Designing an optimized data warehouse architecture
When it comes to data warehouse design, there is no one-size-fits-all approach. Depending on the unique business requirements of a company, it may make sense to choose a particular data warehouse schema or one data integration technique over another. Although there are a variety of variables that influence the design approach to the data warehouse, there are several high-level design patterns that should be considered when optimizing a data warehouse architecture. There are, however, four key design characteristics of an optimized data warehouse architecture.
Theme focused: Also known as business purpose data warehouses, theme-focused data warehouses are the subject the data warehouse is designed around. Some common data warehouse themes are sales, inventory, or product development.
Unified: Data is preserved in a consistent naming convention and format. This uniformity allows business units to easily source and analyze information from the data warehouse without having to transform or clean the data.
Time variance: This is a design parameter where the timestamp is recorded when an entry is made in the data warehouse. This allows data analysis to be performed based on when data is recorded in the warehouse.
Nonvolatility: Represents a state in which data cannot be deleted or overwritten. This ensures historical data is preserved.
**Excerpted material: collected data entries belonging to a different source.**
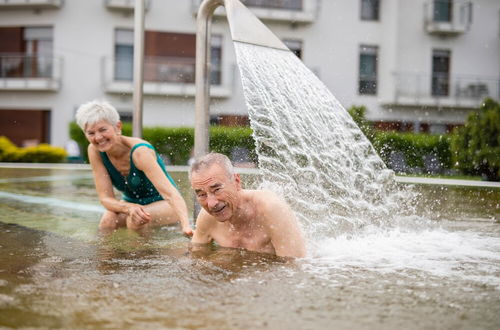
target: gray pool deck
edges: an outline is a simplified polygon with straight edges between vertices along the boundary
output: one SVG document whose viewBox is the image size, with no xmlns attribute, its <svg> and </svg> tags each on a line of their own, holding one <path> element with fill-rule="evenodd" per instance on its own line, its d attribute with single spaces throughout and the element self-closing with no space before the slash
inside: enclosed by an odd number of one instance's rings
<svg viewBox="0 0 500 330">
<path fill-rule="evenodd" d="M 0 168 L 31 168 L 31 169 L 60 169 L 60 170 L 85 170 L 90 171 L 89 164 L 48 164 L 48 163 L 1 163 Z M 169 172 L 187 172 L 189 166 L 169 165 Z M 259 174 L 259 169 L 236 167 L 236 171 L 242 174 Z M 479 187 L 479 188 L 500 188 L 500 182 L 478 181 L 478 180 L 461 180 L 461 179 L 445 179 L 445 178 L 426 178 L 414 176 L 396 175 L 396 181 L 408 184 L 426 184 L 426 185 L 443 185 L 443 186 L 464 186 L 464 187 Z"/>
</svg>

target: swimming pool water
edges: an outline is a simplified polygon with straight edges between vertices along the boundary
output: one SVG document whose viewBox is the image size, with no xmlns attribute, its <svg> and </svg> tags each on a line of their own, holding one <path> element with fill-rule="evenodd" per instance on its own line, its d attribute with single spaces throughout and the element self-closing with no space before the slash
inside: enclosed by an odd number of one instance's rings
<svg viewBox="0 0 500 330">
<path fill-rule="evenodd" d="M 500 191 L 417 189 L 418 214 L 289 262 L 193 253 L 175 227 L 101 237 L 89 171 L 2 168 L 0 327 L 497 329 Z"/>
</svg>

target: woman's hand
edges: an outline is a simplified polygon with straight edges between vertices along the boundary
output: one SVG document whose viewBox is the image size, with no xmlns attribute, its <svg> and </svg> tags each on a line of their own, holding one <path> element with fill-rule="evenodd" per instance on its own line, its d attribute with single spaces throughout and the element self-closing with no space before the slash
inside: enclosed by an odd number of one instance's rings
<svg viewBox="0 0 500 330">
<path fill-rule="evenodd" d="M 131 204 L 128 207 L 128 217 L 136 226 L 142 226 L 151 221 L 151 214 L 144 210 L 144 207 L 139 204 Z"/>
</svg>

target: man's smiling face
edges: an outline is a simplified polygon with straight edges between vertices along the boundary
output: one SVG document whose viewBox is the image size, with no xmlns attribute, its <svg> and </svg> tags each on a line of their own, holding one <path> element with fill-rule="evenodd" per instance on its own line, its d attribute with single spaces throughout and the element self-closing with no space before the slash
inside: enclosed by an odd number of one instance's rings
<svg viewBox="0 0 500 330">
<path fill-rule="evenodd" d="M 191 187 L 203 209 L 218 221 L 227 221 L 235 215 L 241 190 L 239 175 L 231 176 L 215 163 L 192 172 Z"/>
</svg>

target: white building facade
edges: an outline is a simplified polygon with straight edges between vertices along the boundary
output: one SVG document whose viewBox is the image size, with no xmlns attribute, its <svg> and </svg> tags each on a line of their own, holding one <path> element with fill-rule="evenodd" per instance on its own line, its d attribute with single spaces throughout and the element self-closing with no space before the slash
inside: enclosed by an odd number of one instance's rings
<svg viewBox="0 0 500 330">
<path fill-rule="evenodd" d="M 348 108 L 380 129 L 442 133 L 500 98 L 498 0 L 246 0 Z M 199 0 L 147 0 L 145 126 L 194 126 Z M 77 107 L 132 114 L 134 0 L 0 0 L 0 135 L 63 146 Z M 212 25 L 214 122 L 247 123 L 220 8 Z"/>
</svg>

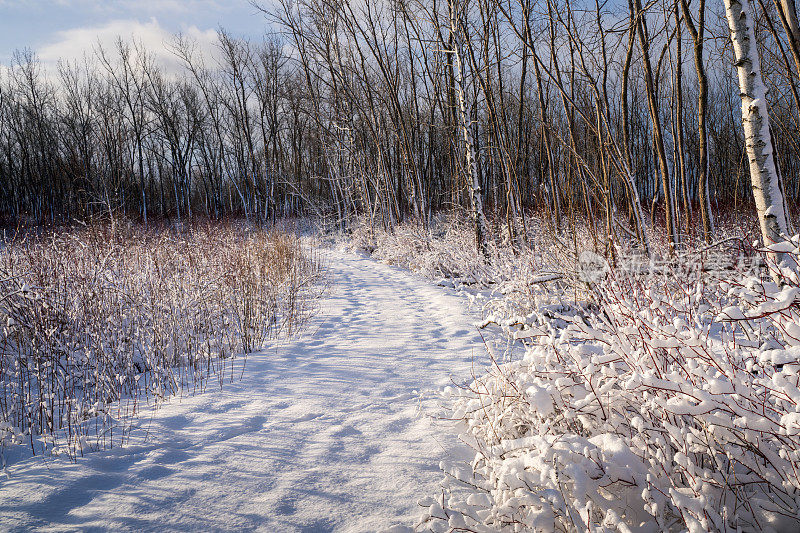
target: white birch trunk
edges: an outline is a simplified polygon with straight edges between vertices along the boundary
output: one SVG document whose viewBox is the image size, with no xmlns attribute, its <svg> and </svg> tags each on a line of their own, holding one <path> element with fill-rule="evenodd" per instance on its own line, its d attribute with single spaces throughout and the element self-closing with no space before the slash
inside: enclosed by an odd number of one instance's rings
<svg viewBox="0 0 800 533">
<path fill-rule="evenodd" d="M 739 74 L 742 126 L 747 159 L 750 163 L 750 181 L 761 225 L 761 235 L 764 245 L 768 246 L 786 239 L 788 222 L 772 152 L 766 101 L 767 88 L 761 77 L 761 63 L 756 48 L 750 0 L 724 1 L 735 54 L 735 66 Z"/>
<path fill-rule="evenodd" d="M 454 0 L 450 0 L 450 31 L 453 36 L 458 35 L 458 25 L 456 23 L 456 5 Z M 460 119 L 461 132 L 464 138 L 464 147 L 466 150 L 466 172 L 467 180 L 469 183 L 470 204 L 472 207 L 472 222 L 475 226 L 475 239 L 478 243 L 478 249 L 483 255 L 488 254 L 486 248 L 486 236 L 488 223 L 486 222 L 486 215 L 483 211 L 483 192 L 481 190 L 481 183 L 478 177 L 478 168 L 475 165 L 475 144 L 472 142 L 472 134 L 470 133 L 470 121 L 467 115 L 467 105 L 464 90 L 464 77 L 462 73 L 461 53 L 459 52 L 458 44 L 453 40 L 453 49 L 450 51 L 453 54 L 453 77 L 456 89 L 456 99 L 458 100 L 458 115 Z"/>
</svg>

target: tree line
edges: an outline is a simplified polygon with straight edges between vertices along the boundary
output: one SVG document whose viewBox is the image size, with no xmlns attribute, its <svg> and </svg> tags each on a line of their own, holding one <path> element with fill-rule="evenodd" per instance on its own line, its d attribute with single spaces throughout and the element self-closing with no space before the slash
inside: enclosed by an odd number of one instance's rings
<svg viewBox="0 0 800 533">
<path fill-rule="evenodd" d="M 495 225 L 520 244 L 539 211 L 555 231 L 589 221 L 609 247 L 647 249 L 648 225 L 673 246 L 712 240 L 715 214 L 752 205 L 754 168 L 771 169 L 756 189 L 778 190 L 782 213 L 800 197 L 794 0 L 262 11 L 273 33 L 220 30 L 213 58 L 176 36 L 177 73 L 123 40 L 55 73 L 16 53 L 0 81 L 0 211 L 392 227 L 463 209 L 479 243 Z"/>
</svg>

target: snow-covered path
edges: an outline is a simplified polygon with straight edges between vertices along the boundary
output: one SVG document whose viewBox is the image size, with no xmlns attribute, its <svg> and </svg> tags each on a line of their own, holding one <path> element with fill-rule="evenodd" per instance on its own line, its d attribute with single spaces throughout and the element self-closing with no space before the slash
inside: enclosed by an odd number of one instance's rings
<svg viewBox="0 0 800 533">
<path fill-rule="evenodd" d="M 299 338 L 248 357 L 243 378 L 173 400 L 150 438 L 0 480 L 0 530 L 377 531 L 435 495 L 442 443 L 415 390 L 471 375 L 465 300 L 355 255 L 326 252 L 331 291 Z"/>
</svg>

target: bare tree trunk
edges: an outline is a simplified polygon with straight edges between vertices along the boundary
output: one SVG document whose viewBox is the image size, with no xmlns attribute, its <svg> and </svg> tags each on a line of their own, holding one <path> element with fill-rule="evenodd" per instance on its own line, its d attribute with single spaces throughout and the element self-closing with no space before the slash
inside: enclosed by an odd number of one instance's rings
<svg viewBox="0 0 800 533">
<path fill-rule="evenodd" d="M 700 200 L 700 219 L 703 224 L 703 238 L 710 243 L 714 235 L 714 215 L 711 211 L 711 199 L 708 191 L 708 126 L 706 112 L 708 110 L 708 77 L 703 64 L 703 45 L 705 34 L 706 0 L 700 0 L 697 8 L 697 24 L 692 22 L 689 4 L 681 0 L 683 19 L 692 34 L 694 41 L 694 67 L 697 72 L 697 128 L 700 151 L 700 169 L 697 180 L 697 196 Z"/>
<path fill-rule="evenodd" d="M 449 50 L 453 54 L 453 73 L 454 84 L 456 92 L 456 100 L 458 107 L 458 115 L 460 119 L 461 133 L 464 140 L 464 148 L 466 155 L 466 173 L 467 180 L 470 186 L 470 204 L 472 208 L 472 223 L 475 225 L 475 240 L 478 243 L 478 248 L 485 256 L 488 255 L 488 248 L 486 246 L 486 236 L 488 233 L 488 224 L 486 222 L 486 215 L 483 211 L 483 192 L 481 189 L 481 180 L 478 176 L 478 168 L 475 161 L 475 144 L 472 141 L 472 133 L 470 132 L 470 120 L 467 115 L 466 96 L 464 89 L 464 75 L 463 65 L 461 63 L 461 53 L 459 52 L 459 45 L 455 40 L 458 38 L 458 23 L 456 22 L 457 8 L 456 0 L 448 1 L 448 8 L 450 11 L 450 32 L 453 36 L 454 43 Z"/>
<path fill-rule="evenodd" d="M 786 30 L 786 36 L 789 38 L 797 74 L 800 75 L 800 25 L 797 22 L 795 0 L 775 0 L 775 5 L 778 8 L 778 15 L 784 30 Z"/>
<path fill-rule="evenodd" d="M 631 219 L 636 228 L 636 235 L 639 242 L 644 247 L 645 254 L 650 256 L 650 242 L 647 238 L 647 230 L 644 225 L 644 215 L 642 214 L 642 202 L 639 198 L 639 189 L 636 187 L 636 173 L 633 169 L 633 157 L 631 156 L 631 131 L 630 131 L 630 110 L 628 106 L 628 87 L 630 85 L 630 70 L 633 60 L 633 49 L 636 44 L 636 19 L 633 9 L 630 10 L 630 34 L 628 37 L 628 50 L 625 54 L 625 62 L 622 67 L 622 159 L 624 161 L 624 176 L 622 177 L 625 188 L 628 192 L 628 203 L 631 209 Z"/>
<path fill-rule="evenodd" d="M 681 202 L 683 203 L 684 231 L 691 231 L 692 204 L 689 201 L 689 184 L 686 176 L 686 158 L 683 145 L 683 35 L 681 31 L 682 20 L 678 0 L 674 0 L 675 14 L 675 149 L 677 150 L 678 172 L 681 188 Z"/>
<path fill-rule="evenodd" d="M 667 155 L 664 150 L 664 137 L 661 131 L 661 117 L 658 113 L 658 101 L 656 97 L 655 82 L 653 81 L 653 67 L 650 62 L 650 37 L 647 35 L 645 26 L 645 12 L 642 9 L 641 0 L 635 0 L 636 6 L 636 31 L 639 34 L 639 45 L 642 49 L 642 63 L 644 65 L 645 90 L 647 92 L 647 103 L 650 108 L 650 119 L 653 122 L 653 144 L 655 145 L 658 166 L 661 172 L 661 187 L 664 190 L 664 211 L 666 216 L 667 239 L 669 240 L 670 250 L 675 249 L 678 243 L 678 235 L 675 229 L 675 202 L 672 194 L 672 185 L 669 178 L 669 166 L 667 165 Z"/>
</svg>

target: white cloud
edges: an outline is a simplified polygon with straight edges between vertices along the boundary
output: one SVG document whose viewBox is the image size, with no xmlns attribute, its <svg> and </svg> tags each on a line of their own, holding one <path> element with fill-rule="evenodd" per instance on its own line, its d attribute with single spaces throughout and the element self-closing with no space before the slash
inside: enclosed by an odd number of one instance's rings
<svg viewBox="0 0 800 533">
<path fill-rule="evenodd" d="M 217 32 L 214 29 L 202 30 L 197 26 L 188 26 L 181 32 L 195 42 L 197 52 L 209 57 L 216 52 Z M 181 63 L 169 50 L 175 36 L 162 27 L 156 18 L 149 22 L 136 19 L 112 20 L 97 26 L 87 26 L 59 31 L 49 44 L 39 47 L 36 52 L 46 68 L 56 65 L 59 60 L 82 60 L 91 56 L 98 46 L 108 52 L 114 52 L 116 41 L 122 38 L 127 42 L 141 42 L 145 49 L 155 56 L 165 69 L 176 72 Z"/>
</svg>

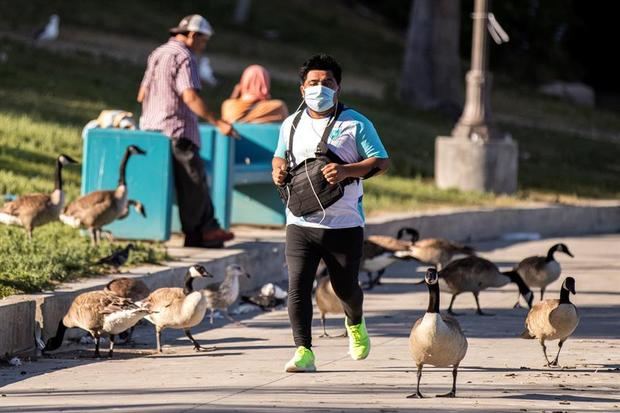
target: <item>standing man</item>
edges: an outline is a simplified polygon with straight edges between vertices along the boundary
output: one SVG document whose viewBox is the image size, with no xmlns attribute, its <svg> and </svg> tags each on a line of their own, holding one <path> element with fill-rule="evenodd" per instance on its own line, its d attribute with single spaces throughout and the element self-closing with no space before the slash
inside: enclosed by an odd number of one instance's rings
<svg viewBox="0 0 620 413">
<path fill-rule="evenodd" d="M 198 153 L 198 117 L 217 126 L 222 134 L 236 136 L 232 125 L 216 119 L 198 94 L 201 85 L 195 56 L 204 51 L 213 29 L 204 17 L 193 14 L 170 29 L 170 35 L 148 59 L 138 92 L 138 102 L 142 103 L 140 128 L 161 131 L 171 139 L 185 246 L 221 248 L 234 235 L 221 229 L 215 218 Z"/>
<path fill-rule="evenodd" d="M 339 103 L 342 70 L 331 56 L 312 56 L 301 67 L 299 76 L 305 107 L 282 124 L 272 161 L 273 181 L 278 186 L 288 182 L 288 167 L 314 158 L 326 128 L 331 128 L 331 132 L 327 129 L 327 148 L 343 163 L 329 163 L 319 171 L 322 176 L 312 178 L 313 181 L 324 179 L 330 185 L 347 184 L 342 198 L 331 206 L 323 208 L 320 194 L 315 193 L 321 210 L 305 216 L 295 216 L 288 208 L 286 211 L 288 313 L 297 346 L 295 355 L 286 363 L 287 372 L 316 370 L 311 349 L 312 284 L 321 259 L 345 310 L 349 354 L 354 360 L 362 360 L 370 352 L 362 310 L 364 295 L 357 279 L 364 241 L 363 191 L 359 178 L 383 173 L 389 165 L 373 124 Z M 292 148 L 289 147 L 291 136 L 294 137 Z"/>
</svg>

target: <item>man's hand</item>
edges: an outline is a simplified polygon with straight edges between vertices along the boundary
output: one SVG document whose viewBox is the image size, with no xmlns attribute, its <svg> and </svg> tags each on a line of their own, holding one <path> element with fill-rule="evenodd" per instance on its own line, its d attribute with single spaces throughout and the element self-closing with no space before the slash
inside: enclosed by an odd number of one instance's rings
<svg viewBox="0 0 620 413">
<path fill-rule="evenodd" d="M 340 165 L 337 163 L 329 163 L 321 169 L 323 172 L 323 176 L 330 184 L 337 184 L 338 182 L 349 177 L 348 171 L 345 165 Z"/>
<path fill-rule="evenodd" d="M 219 119 L 215 121 L 215 126 L 220 130 L 222 135 L 226 135 L 228 137 L 234 139 L 241 139 L 237 131 L 233 128 L 231 123 L 226 122 L 225 120 Z"/>
<path fill-rule="evenodd" d="M 271 172 L 271 177 L 273 178 L 273 183 L 282 186 L 284 185 L 284 180 L 286 179 L 286 165 L 281 165 L 279 168 L 273 168 Z"/>
</svg>

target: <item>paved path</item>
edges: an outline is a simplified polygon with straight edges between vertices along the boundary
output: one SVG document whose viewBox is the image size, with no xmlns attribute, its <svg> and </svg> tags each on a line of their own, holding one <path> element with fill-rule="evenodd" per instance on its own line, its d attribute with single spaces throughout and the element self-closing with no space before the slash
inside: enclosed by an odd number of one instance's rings
<svg viewBox="0 0 620 413">
<path fill-rule="evenodd" d="M 477 247 L 509 267 L 556 241 Z M 511 309 L 515 288 L 481 294 L 483 308 L 494 317 L 475 315 L 473 297 L 462 295 L 455 309 L 465 312 L 460 322 L 469 351 L 458 377 L 459 397 L 406 399 L 415 384 L 407 336 L 426 307 L 427 292 L 413 285 L 414 267 L 402 264 L 389 271 L 386 285 L 366 295 L 373 350 L 365 361 L 348 358 L 346 339 L 315 338 L 319 372 L 283 373 L 292 354 L 285 311 L 248 316 L 243 326 L 217 320 L 211 327 L 205 320 L 194 336 L 216 344 L 213 353 L 194 353 L 182 334 L 166 331 L 164 354 L 155 355 L 148 326 L 138 330 L 139 345 L 119 350 L 114 360 L 93 360 L 91 349 L 70 347 L 54 358 L 0 367 L 0 411 L 620 411 L 620 235 L 562 241 L 575 254 L 560 260 L 564 273 L 577 280 L 574 302 L 582 316 L 560 357 L 565 369 L 543 367 L 538 343 L 515 338 L 525 317 L 524 309 Z M 553 284 L 549 295 L 557 296 L 559 286 Z M 445 308 L 449 296 L 441 298 Z M 342 321 L 332 317 L 330 330 L 341 328 Z M 422 391 L 446 392 L 450 383 L 448 369 L 429 367 Z"/>
</svg>

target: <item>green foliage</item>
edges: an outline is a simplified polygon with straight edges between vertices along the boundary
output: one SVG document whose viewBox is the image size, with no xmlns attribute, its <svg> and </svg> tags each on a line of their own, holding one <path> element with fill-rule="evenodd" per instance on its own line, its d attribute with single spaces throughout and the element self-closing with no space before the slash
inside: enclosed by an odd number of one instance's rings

Modern data warehouse solutions with VMware Tanzu
With a growing variety of data sources, as well as new strategies coming online to make use of enterprise data in meaningful ways, it can be challenging for companies to make informed decisions regarding their data warehouse approach.
VMware Tanzu Greenplum
VMware Tanzu Greenplum is a parallel-processing database server based on PostgreSQL that supports next-generation data warehousing and large-scale analytics processing.
With Tanzu Greenplum, companies can partition data automatically and run parallel queries on it, allowing services to function as a single database supercomputer. This unique parallel processing of databases allows Tanzu Greenplum to be tens to hundreds of times faster than the traditional database, supporting large-scale data analytics processing.
Analytics from BI to AI
Through massive parallel processing, Tanzu Greenplum removes the siloed database effect by delivering a single, scaled-out environment. With it, companies can execute lightning-fast data querying and effective data ingestion, and scale operations far beyond the capabilities of today’s traditional business intelligence and analytics operations.
Enterprise data science
Tanzu Greenplum leverages Apache MADlib, an open source library of machine-learning services designed for the PostgreSQL family of databases. This evolution of the PostgreSQL ecosystem delivers multinode, multi-GPU, deep-learning capabilities. Additionally, it offers model versioning, along with the capability to push models from training to production via a REST API. This and other attributes of the Tanzu Greenplum solution are writing the next chapter in streamlined and intuitive enterprise data science.
The promise of data
Organizations need to ensure they’re using database tools that scale with the complexity of new data structures and types. Traditional relational databases cannot manage the scale and, therefore, require separate instances to support the size of modern data. Object store infrastructure scales dramatically, yet is extremely difficult to query in an efficient manner. Tools that do scale and provide fast query, however, tend to be costly and proprietary. They often run on expensive customized hardware, live only in the public cloud, or are missing key features.
The Tanzu Greenplum database enables organizations to utilize a rich toolset based on the open source Postgres database. Greenplum provides a cost-effective, unified platform that aggregates massive data stores and types, enabling extraordinarily fast access to deep analytic insights. By doing this, Tanzu Greenplum offers a path to truly realize the promise of data.